Courage Without Credentials
Ada Nestor | My Reflections from the Edge
As I work through the emotions of everything we have just witnessed, I keep asking myself why this loss cut so deeply. Beyond the obvious horror, something else rose to the surface. Charlie and I shared something I had never really put into words. We were both self-taught.
Neither of us had a diploma to hold up as proof of belonging. No framed degree on the wall, no formal credentials to lean on when stepping into the arena of ideas. And that mattered more than I realized.
For me, it often meant wrestling with imposter syndrome. The questions creep in: Who am I to challenge the so-called experts? Who am I to write, to speak, to take up space where others wave their certificates as authority?
Charlie showed me it could be done anyway. He stood firm without those papers, without those titles, and reminded the rest of us that conviction and courage can carry more weight than any credential.
That quiet realization shaped me more than I admitted at the time. It gave me permission to believe I could speak up without waiting for someone else to validate me. It pushed me to learn, to study, to sharpen myself not because a professor assigned it but because I was hungry for truth.

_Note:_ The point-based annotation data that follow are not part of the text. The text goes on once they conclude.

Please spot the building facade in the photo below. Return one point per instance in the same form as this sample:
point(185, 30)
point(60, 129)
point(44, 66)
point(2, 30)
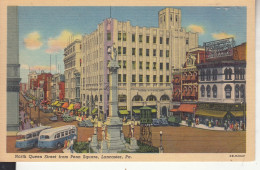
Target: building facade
point(145, 55)
point(72, 62)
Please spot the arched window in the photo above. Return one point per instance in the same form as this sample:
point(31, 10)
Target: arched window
point(228, 90)
point(202, 89)
point(137, 98)
point(229, 73)
point(237, 91)
point(242, 74)
point(151, 98)
point(165, 98)
point(215, 91)
point(242, 91)
point(208, 90)
point(208, 75)
point(202, 75)
point(215, 73)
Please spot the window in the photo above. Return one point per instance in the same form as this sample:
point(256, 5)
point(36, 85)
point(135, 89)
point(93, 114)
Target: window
point(214, 89)
point(161, 78)
point(124, 64)
point(167, 53)
point(124, 36)
point(124, 77)
point(228, 90)
point(147, 65)
point(242, 91)
point(154, 40)
point(154, 65)
point(161, 40)
point(140, 78)
point(140, 52)
point(167, 66)
point(154, 78)
point(147, 52)
point(147, 78)
point(167, 41)
point(133, 78)
point(147, 39)
point(154, 52)
point(119, 77)
point(208, 90)
point(161, 66)
point(109, 36)
point(237, 91)
point(208, 75)
point(119, 36)
point(133, 37)
point(202, 90)
point(161, 53)
point(133, 65)
point(140, 38)
point(140, 65)
point(133, 51)
point(119, 50)
point(124, 50)
point(215, 74)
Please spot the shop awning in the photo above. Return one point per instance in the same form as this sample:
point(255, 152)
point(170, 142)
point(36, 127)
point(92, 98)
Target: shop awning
point(94, 111)
point(71, 107)
point(77, 106)
point(238, 113)
point(82, 108)
point(123, 112)
point(136, 111)
point(211, 113)
point(65, 105)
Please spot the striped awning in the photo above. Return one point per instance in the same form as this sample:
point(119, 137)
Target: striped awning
point(123, 112)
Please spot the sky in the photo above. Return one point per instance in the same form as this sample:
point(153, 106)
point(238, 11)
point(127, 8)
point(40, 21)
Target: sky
point(44, 31)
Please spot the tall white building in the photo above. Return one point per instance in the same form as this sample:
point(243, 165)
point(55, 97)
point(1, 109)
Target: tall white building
point(145, 55)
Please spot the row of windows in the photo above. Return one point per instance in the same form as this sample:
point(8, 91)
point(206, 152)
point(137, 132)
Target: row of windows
point(123, 65)
point(147, 52)
point(141, 78)
point(239, 90)
point(123, 36)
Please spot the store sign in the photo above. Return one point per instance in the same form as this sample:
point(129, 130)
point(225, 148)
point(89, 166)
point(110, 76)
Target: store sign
point(219, 48)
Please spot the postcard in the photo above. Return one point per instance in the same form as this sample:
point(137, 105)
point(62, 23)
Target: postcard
point(127, 81)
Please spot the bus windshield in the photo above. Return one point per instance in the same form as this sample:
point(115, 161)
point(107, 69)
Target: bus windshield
point(44, 137)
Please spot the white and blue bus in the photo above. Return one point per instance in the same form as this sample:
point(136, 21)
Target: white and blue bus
point(29, 138)
point(55, 137)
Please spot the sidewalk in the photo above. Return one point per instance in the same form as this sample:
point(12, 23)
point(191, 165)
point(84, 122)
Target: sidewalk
point(202, 126)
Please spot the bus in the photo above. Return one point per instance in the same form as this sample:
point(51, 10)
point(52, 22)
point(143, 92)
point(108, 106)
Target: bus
point(29, 138)
point(55, 137)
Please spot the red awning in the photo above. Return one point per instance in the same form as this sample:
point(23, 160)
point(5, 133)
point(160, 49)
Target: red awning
point(65, 105)
point(185, 108)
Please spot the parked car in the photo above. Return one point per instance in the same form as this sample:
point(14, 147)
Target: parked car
point(68, 118)
point(163, 122)
point(54, 118)
point(174, 121)
point(156, 122)
point(85, 123)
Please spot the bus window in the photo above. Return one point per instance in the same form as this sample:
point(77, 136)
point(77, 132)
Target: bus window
point(28, 136)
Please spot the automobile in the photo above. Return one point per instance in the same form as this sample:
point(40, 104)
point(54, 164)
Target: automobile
point(85, 123)
point(53, 118)
point(174, 121)
point(68, 118)
point(163, 122)
point(155, 122)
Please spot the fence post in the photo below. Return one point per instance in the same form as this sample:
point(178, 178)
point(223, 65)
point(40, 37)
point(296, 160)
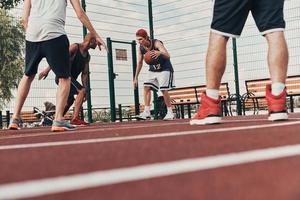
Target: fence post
point(136, 90)
point(236, 76)
point(111, 76)
point(7, 118)
point(1, 121)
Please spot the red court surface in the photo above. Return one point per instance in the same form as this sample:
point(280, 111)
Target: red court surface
point(244, 158)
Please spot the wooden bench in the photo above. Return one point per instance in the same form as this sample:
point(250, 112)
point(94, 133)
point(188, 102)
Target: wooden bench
point(254, 99)
point(187, 96)
point(33, 117)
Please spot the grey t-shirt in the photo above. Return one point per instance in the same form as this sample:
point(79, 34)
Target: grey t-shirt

Today I write for a living and people read it. I co-host a radio show and people listen. That path did not open because I held the right certificate. It opened because I was willing to show up, to keep working, and to keep speaking.
The doubts never vanish. Those of us who are self-taught feel them in our bones. But doubt does not have to silence us. It can remind us that we are still fighting for something larger than ourselves.
Charlie lived that truth. And in his absence, the responsibility falls even heavier on the rest of us to carry it forward.
Because in the end, it is not the degrees or the papers that decide history. It is the courage to stand, to speak, and to keep going even when the world tells you that you do not belong.